I have implemented a share action to the app so it can be started from another app. What this effectively means is that when a user is reading an article on his web browser he can share it to the summarizer app and the app will open up with the URL field already filled in. After that, you just need to specify how many sentences (summary length) you want the summary to have and press the send button to get the summary.

Result Layout

Result Activity

The above screenshot shows an example of an obtained summary. The first thing you see in the action bar is the ability to share the summary, great! Tapping on the app’s icon takes you back up to the home activity.

What follows is the title. Below the title you see the sentences that make out the summary. They come with a great feature which differentiates this app from the others I found at the Play Store and which I personally think adds the biggest value: The ability to customize the summary. More about this on the next section.

History Layout

History Activity

Users can look at their history by tapping on the “search” icon on the home screen. Tapping on an element in the history screen leads you to the home page with the link or text already filled out, meaning you can recreate the summary seamlessly.

Adding value and differentiating from the rest

After building the prototype I started thinking of extra values that I could add to the app, apart from providing an automatic summary. For this I had to research what was already out there and see what they were doing, and how I could increment on that.

Sharing to the app

One thing that I found that adds value to the user is being able to share to the app. This means that when you are reading an article on your browser, you can share the article into the app. The app’s home screen will appear and the URL field will be already filled in. Leaving the user with only the summary length to choose.

Sharing from the app

This is very much a must. Once you have the summary, you can share to all your favorite social media/messaging apps. The shared summary will have a link to the full article as well (if it came from a url).

Customizing the summary

This is what really differentiates this app from the rest. Once you have the summary, you can actually swipe out (delete) sentences that you think are not helping the summary. One of the flaws of automatic summary scripts is that the summary they generate is actually nothing like a summary: some sentences are completely out of context, some are not even part of the article, etc… By swiping out these sentences, they are deleted and another one is added to the bottom of the summary. You can keep swiping until every sentence in the summary actually belongs there.

Search Past Summaries

This is another differentiator. I implemented a database which stores the links or text you have used to create summaries. You can view them, and the date they were accessed, by tapping on the search icon found in the home screen’s action bar.
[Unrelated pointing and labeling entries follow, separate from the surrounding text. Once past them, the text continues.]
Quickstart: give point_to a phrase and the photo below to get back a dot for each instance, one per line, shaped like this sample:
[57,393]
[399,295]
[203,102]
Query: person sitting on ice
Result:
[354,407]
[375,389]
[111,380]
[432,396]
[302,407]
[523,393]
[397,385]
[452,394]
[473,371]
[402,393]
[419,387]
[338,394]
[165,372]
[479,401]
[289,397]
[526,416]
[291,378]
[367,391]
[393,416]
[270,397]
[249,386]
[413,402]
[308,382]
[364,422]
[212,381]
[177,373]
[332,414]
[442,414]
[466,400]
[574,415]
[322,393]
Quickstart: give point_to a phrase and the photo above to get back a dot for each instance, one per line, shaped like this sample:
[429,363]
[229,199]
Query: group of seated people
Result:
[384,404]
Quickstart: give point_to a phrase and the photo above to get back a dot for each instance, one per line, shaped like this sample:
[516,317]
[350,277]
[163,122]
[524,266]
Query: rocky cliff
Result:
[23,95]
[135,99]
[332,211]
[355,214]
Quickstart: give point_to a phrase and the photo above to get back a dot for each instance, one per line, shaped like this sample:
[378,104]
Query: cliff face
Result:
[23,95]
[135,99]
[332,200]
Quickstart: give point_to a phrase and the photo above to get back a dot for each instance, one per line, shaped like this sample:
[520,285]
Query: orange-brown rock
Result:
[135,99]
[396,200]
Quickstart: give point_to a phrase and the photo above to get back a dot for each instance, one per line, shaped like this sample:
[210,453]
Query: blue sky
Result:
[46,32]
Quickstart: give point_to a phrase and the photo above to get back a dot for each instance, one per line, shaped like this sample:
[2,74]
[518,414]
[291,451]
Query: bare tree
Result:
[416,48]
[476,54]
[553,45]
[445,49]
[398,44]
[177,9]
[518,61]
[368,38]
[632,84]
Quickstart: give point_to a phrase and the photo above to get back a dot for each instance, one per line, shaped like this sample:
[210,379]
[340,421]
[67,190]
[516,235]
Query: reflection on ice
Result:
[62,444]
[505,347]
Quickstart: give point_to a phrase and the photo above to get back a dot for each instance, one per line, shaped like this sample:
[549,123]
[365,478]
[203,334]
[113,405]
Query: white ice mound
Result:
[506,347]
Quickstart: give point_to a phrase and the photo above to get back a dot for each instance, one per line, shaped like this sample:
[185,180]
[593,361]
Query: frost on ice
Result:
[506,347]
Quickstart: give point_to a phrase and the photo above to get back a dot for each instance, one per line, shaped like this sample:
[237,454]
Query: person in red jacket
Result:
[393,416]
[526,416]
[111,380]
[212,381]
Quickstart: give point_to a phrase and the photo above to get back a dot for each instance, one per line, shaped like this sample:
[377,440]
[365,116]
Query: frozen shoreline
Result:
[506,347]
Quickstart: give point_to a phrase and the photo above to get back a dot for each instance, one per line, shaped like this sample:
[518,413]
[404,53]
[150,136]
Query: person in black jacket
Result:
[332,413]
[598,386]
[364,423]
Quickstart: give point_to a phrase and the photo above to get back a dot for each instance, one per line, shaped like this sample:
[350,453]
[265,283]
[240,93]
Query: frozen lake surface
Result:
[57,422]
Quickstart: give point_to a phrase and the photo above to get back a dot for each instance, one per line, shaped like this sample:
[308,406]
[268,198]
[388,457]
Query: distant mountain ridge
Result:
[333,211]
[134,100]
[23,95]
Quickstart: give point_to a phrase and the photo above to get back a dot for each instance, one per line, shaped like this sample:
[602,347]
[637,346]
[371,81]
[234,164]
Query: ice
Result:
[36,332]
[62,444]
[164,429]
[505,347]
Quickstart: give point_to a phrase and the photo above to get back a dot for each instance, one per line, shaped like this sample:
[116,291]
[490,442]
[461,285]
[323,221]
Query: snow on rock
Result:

Pressing an item leads you to the home screen with the respective URL or text filled in instantly, so you can recreate the summary.

Closing

I believe this app gives great value to a niche group of smartphone article readers . They can get a quick summary of what the article is about and decide to read it later on or not. Whenever they want to share an article to friends, they can quickly send it into the summarizer app first, and later share the resulting summary that comes along with the original article’s link.

It would be great if you try out the app and tell me what you think!